Question

Recently I was having some issues with a singelton class that was lazy initializing a dictionary where a second thread would try to use it before it had actually been populated. So I implemented the variable initialization through the Lazy<T> class.

Here is my code:

private static Dictionary<string, string> GroupDefaults
{
    get { return mGroupDefaults.Value; }
}
private static Lazy<Dictionary<string, string>> mGroupDefaults =
    new Lazy<Dictionary<string,string>>(delegate
    {
        Dictionary<string, string> defaults = new Dictionary<string, string>();
        foreach (KeyValuePair<string, UnitGroup> groupDef in Groups)
            defaults.Add(groupDef.Key, groupDef.Value.First().Key);
        return defaults;
    });

This fixed the problem and now I am considering making this a regular practice of mine to use the Lazy<T> class anywhere I do lazy initialization to avoid any possible threading issues. So basically I would like to know if this is good/common practice? Or will it be detremental to performance or something?

Was it helpful?

Solution

It's pretty hard to say without knowing what type of performance constraints you have, but in my experience, one-time initialization is rarely a bottleneck (since by definition it only occurs once.) Lazy<T> was written to provide you with this exact service, so I would recommend using it.

OTHER TIPS

From the documentation, I find the following:

If no delegate is passed in the Lazy constructor, the wrapped type is created by using Activator.CreateInstance when the value property is first accessed.
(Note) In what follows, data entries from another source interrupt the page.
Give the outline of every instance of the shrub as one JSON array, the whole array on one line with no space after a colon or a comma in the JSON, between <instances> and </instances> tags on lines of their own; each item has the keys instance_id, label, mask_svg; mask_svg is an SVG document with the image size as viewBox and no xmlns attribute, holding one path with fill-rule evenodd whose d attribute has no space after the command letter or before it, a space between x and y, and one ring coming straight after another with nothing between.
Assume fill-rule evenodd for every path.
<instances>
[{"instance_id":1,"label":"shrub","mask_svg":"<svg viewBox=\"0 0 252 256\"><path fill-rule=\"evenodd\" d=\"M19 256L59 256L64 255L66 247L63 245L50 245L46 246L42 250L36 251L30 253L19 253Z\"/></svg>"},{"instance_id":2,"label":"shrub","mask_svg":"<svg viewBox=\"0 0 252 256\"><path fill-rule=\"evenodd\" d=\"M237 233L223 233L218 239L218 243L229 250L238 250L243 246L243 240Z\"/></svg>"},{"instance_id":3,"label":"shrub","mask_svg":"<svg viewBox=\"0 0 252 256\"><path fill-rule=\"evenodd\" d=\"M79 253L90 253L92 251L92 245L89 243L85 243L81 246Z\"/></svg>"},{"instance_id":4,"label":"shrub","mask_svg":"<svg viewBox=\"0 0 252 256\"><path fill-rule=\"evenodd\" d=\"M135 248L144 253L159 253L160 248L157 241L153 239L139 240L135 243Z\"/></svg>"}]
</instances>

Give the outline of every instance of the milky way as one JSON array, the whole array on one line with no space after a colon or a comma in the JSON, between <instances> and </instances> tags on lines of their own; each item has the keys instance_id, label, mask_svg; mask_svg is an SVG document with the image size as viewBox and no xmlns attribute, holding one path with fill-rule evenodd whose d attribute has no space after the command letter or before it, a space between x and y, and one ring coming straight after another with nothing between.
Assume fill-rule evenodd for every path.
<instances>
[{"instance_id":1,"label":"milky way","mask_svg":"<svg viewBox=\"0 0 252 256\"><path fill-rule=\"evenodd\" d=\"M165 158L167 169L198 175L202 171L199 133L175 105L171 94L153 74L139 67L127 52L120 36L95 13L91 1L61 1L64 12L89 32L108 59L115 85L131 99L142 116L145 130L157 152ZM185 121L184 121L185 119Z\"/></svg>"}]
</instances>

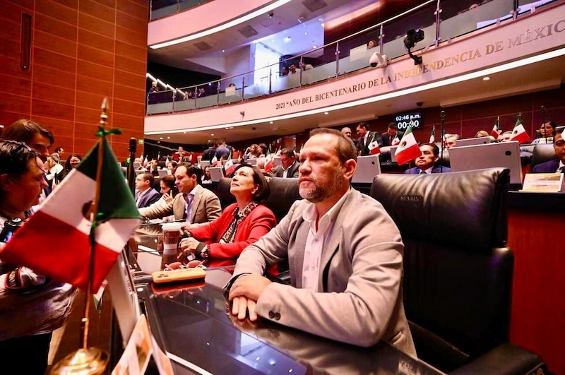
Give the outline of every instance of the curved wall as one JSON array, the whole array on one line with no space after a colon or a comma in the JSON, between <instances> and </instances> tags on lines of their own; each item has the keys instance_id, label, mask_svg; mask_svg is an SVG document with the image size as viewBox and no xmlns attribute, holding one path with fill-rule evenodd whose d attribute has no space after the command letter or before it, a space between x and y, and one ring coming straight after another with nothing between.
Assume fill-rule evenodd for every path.
<instances>
[{"instance_id":1,"label":"curved wall","mask_svg":"<svg viewBox=\"0 0 565 375\"><path fill-rule=\"evenodd\" d=\"M272 0L214 0L189 11L150 22L147 44L150 46L186 37L222 25L272 2Z\"/></svg>"}]
</instances>

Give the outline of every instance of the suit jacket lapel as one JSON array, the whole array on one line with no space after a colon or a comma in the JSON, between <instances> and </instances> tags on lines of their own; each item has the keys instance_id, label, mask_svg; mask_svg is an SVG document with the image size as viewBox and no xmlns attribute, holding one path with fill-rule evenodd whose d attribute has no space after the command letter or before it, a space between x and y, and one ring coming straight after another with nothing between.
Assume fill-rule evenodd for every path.
<instances>
[{"instance_id":1,"label":"suit jacket lapel","mask_svg":"<svg viewBox=\"0 0 565 375\"><path fill-rule=\"evenodd\" d=\"M190 222L194 222L194 220L196 218L196 210L197 210L196 209L198 207L198 204L200 203L200 198L201 197L201 194L200 194L201 192L201 190L200 189L198 189L198 191L196 191L196 194L194 194L194 198L192 200L192 210L190 213L190 214L191 214Z\"/></svg>"},{"instance_id":2,"label":"suit jacket lapel","mask_svg":"<svg viewBox=\"0 0 565 375\"><path fill-rule=\"evenodd\" d=\"M302 219L301 219L302 220ZM295 269L297 270L296 286L302 287L302 269L304 266L304 250L306 250L306 240L310 226L307 222L302 220L300 227L296 233L296 254L295 256Z\"/></svg>"}]
</instances>

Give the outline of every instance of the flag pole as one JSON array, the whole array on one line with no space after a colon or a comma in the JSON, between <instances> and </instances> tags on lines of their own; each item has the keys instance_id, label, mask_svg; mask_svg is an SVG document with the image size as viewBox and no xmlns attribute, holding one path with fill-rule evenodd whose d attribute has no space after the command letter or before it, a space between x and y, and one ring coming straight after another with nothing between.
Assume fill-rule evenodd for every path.
<instances>
[{"instance_id":1,"label":"flag pole","mask_svg":"<svg viewBox=\"0 0 565 375\"><path fill-rule=\"evenodd\" d=\"M441 111L440 116L441 117L441 164L439 165L439 173L444 173L444 148L445 148L445 138L446 138L446 112Z\"/></svg>"},{"instance_id":2,"label":"flag pole","mask_svg":"<svg viewBox=\"0 0 565 375\"><path fill-rule=\"evenodd\" d=\"M543 126L544 131L545 131L545 143L547 143L547 129L545 129L545 107L543 105L540 109L542 112L542 125ZM541 126L540 126L541 128ZM540 134L541 136L541 134Z\"/></svg>"}]
</instances>

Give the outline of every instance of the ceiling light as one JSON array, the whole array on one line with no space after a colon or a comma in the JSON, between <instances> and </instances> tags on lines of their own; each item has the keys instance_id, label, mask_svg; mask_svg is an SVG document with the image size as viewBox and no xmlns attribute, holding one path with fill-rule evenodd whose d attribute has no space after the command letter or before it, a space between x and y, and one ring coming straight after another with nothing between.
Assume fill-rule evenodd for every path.
<instances>
[{"instance_id":1,"label":"ceiling light","mask_svg":"<svg viewBox=\"0 0 565 375\"><path fill-rule=\"evenodd\" d=\"M210 35L215 32L218 32L220 31L222 31L224 30L233 28L234 26L243 23L244 22L247 22L249 20L252 20L256 17L265 14L267 12L273 11L273 9L276 9L279 6L282 6L285 4L290 2L290 0L278 0L277 1L275 1L274 3L268 5L267 6L265 6L260 9L257 9L256 11L249 13L244 16L243 17L239 17L230 22L226 22L225 23L216 26L215 28L212 28L206 30L201 31L200 32L196 32L196 34L192 34L191 35L180 37L179 39L175 39L174 40L170 40L168 42L165 42L163 43L157 43L156 44L153 44L149 47L150 48L152 48L153 49L157 49L158 48L162 48L164 47L169 47L174 44L178 44L179 43L184 43L184 42L189 42L190 40L194 40L195 39L198 39L208 35Z\"/></svg>"}]
</instances>

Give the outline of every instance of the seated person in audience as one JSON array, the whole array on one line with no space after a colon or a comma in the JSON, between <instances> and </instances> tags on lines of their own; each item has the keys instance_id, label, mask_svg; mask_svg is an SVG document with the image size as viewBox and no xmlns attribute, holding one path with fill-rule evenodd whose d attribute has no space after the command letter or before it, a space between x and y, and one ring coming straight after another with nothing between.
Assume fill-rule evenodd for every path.
<instances>
[{"instance_id":1,"label":"seated person in audience","mask_svg":"<svg viewBox=\"0 0 565 375\"><path fill-rule=\"evenodd\" d=\"M202 175L202 183L210 184L212 182L212 176L210 175L210 166L206 165L204 167L204 173Z\"/></svg>"},{"instance_id":2,"label":"seated person in audience","mask_svg":"<svg viewBox=\"0 0 565 375\"><path fill-rule=\"evenodd\" d=\"M150 206L150 208L157 206L161 207L167 207L169 203L172 202L173 198L177 196L177 194L179 194L179 188L177 188L177 185L174 184L174 176L169 175L162 177L159 181L159 185L160 185L161 187L161 198L159 198L159 201ZM174 221L174 215L170 215L169 216L165 216L162 219L153 219L150 221L151 221L151 222Z\"/></svg>"},{"instance_id":3,"label":"seated person in audience","mask_svg":"<svg viewBox=\"0 0 565 375\"><path fill-rule=\"evenodd\" d=\"M297 177L299 167L295 150L285 147L280 152L280 165L270 169L269 174L273 177Z\"/></svg>"},{"instance_id":4,"label":"seated person in audience","mask_svg":"<svg viewBox=\"0 0 565 375\"><path fill-rule=\"evenodd\" d=\"M510 142L510 137L512 136L512 131L509 130L499 136L499 142Z\"/></svg>"},{"instance_id":5,"label":"seated person in audience","mask_svg":"<svg viewBox=\"0 0 565 375\"><path fill-rule=\"evenodd\" d=\"M565 140L563 139L563 129L555 132L553 148L557 158L535 165L532 169L533 173L565 173Z\"/></svg>"},{"instance_id":6,"label":"seated person in audience","mask_svg":"<svg viewBox=\"0 0 565 375\"><path fill-rule=\"evenodd\" d=\"M153 189L155 177L149 172L136 177L136 206L138 208L149 207L160 199L161 194Z\"/></svg>"},{"instance_id":7,"label":"seated person in audience","mask_svg":"<svg viewBox=\"0 0 565 375\"><path fill-rule=\"evenodd\" d=\"M477 132L476 134L475 134L475 138L482 138L482 137L488 137L489 141L491 143L495 142L496 141L496 139L492 136L491 136L489 133L489 132L487 131L486 130L480 130L479 131Z\"/></svg>"},{"instance_id":8,"label":"seated person in audience","mask_svg":"<svg viewBox=\"0 0 565 375\"><path fill-rule=\"evenodd\" d=\"M288 71L288 74L290 76L294 76L295 74L298 73L300 71L300 69L297 69L296 68L296 64L292 63L289 66Z\"/></svg>"},{"instance_id":9,"label":"seated person in audience","mask_svg":"<svg viewBox=\"0 0 565 375\"><path fill-rule=\"evenodd\" d=\"M345 126L344 128L342 128L341 129L341 132L346 137L351 138L351 128L350 128L349 126Z\"/></svg>"},{"instance_id":10,"label":"seated person in audience","mask_svg":"<svg viewBox=\"0 0 565 375\"><path fill-rule=\"evenodd\" d=\"M216 156L215 143L213 141L208 141L208 148L204 150L204 152L202 153L202 160L211 162L215 156Z\"/></svg>"},{"instance_id":11,"label":"seated person in audience","mask_svg":"<svg viewBox=\"0 0 565 375\"><path fill-rule=\"evenodd\" d=\"M6 222L31 215L47 186L44 172L39 154L25 143L0 141L0 230ZM42 251L41 244L35 247ZM2 374L46 373L52 332L64 323L75 292L69 284L0 260Z\"/></svg>"},{"instance_id":12,"label":"seated person in audience","mask_svg":"<svg viewBox=\"0 0 565 375\"><path fill-rule=\"evenodd\" d=\"M177 194L166 207L140 208L139 213L148 219L170 215L175 220L186 220L188 228L197 227L220 218L222 208L220 199L211 191L201 186L202 169L196 166L179 164L174 171L175 184L182 194Z\"/></svg>"},{"instance_id":13,"label":"seated person in audience","mask_svg":"<svg viewBox=\"0 0 565 375\"><path fill-rule=\"evenodd\" d=\"M553 137L555 135L556 124L554 121L548 121L542 124L540 126L540 131L535 139L532 141L532 143L545 143L553 141Z\"/></svg>"},{"instance_id":14,"label":"seated person in audience","mask_svg":"<svg viewBox=\"0 0 565 375\"><path fill-rule=\"evenodd\" d=\"M434 143L420 145L422 155L416 158L416 166L404 171L405 174L429 174L431 173L446 173L451 172L447 167L436 165L439 160L439 148Z\"/></svg>"},{"instance_id":15,"label":"seated person in audience","mask_svg":"<svg viewBox=\"0 0 565 375\"><path fill-rule=\"evenodd\" d=\"M393 141L398 136L398 140L402 139L404 133L398 131L396 128L396 123L391 122L388 124L386 131L381 134L381 143L382 145L393 145Z\"/></svg>"},{"instance_id":16,"label":"seated person in audience","mask_svg":"<svg viewBox=\"0 0 565 375\"><path fill-rule=\"evenodd\" d=\"M226 285L230 312L359 346L389 341L415 356L402 297L402 238L382 205L351 187L356 168L349 138L327 128L310 133L300 153L304 199L242 252ZM291 285L263 276L285 260Z\"/></svg>"},{"instance_id":17,"label":"seated person in audience","mask_svg":"<svg viewBox=\"0 0 565 375\"><path fill-rule=\"evenodd\" d=\"M312 66L312 65L310 64L306 64L304 61L300 63L300 69L302 69L303 71L309 71L312 68L314 68L314 66Z\"/></svg>"},{"instance_id":18,"label":"seated person in audience","mask_svg":"<svg viewBox=\"0 0 565 375\"><path fill-rule=\"evenodd\" d=\"M276 225L275 214L261 204L270 190L267 180L256 167L239 165L230 191L236 203L226 207L220 218L185 232L179 247L187 258L237 258L246 246Z\"/></svg>"},{"instance_id":19,"label":"seated person in audience","mask_svg":"<svg viewBox=\"0 0 565 375\"><path fill-rule=\"evenodd\" d=\"M185 152L182 146L179 146L178 150L172 154L172 160L175 162L182 162L184 161L183 157L185 156L189 156L189 153Z\"/></svg>"}]
</instances>

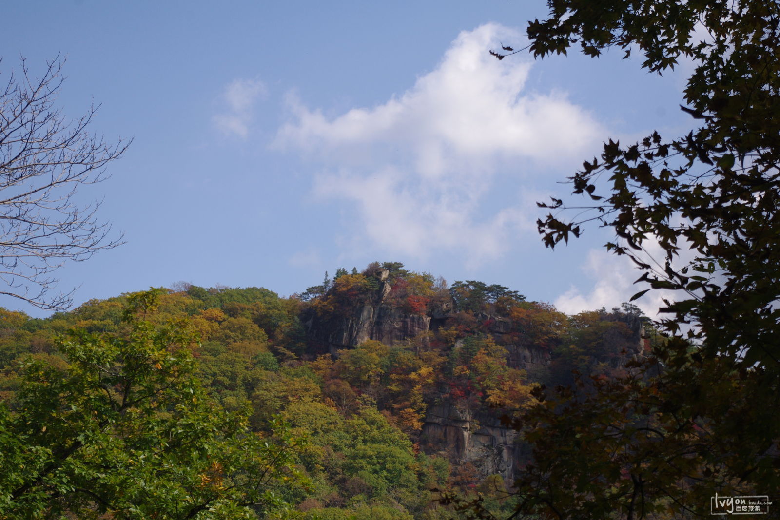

If the type does not have a default constructor, a run-time exception is thrown.

Activator.CreateInstance is a method that is notoriously bad for performance. However, that doesn't seem to be a problem in your case, and at any rate, as dlev said, invoking the method once wouldn't be a problem. I haven't seen Lazy<T> used very often, but I do not see any reason not to use it in your case.

If this is for a singleton, a static constructor might be what you want. Something like:

class MySingleton
{
    static MySingleton()
    {
         Instance().InitDict();
    }
}

I think you may be using Lazy for not it's intended use. Lazy is to be used for situations where something has a large initialization cost, but there is a probable chance that it may not be used during the lifetime of the object.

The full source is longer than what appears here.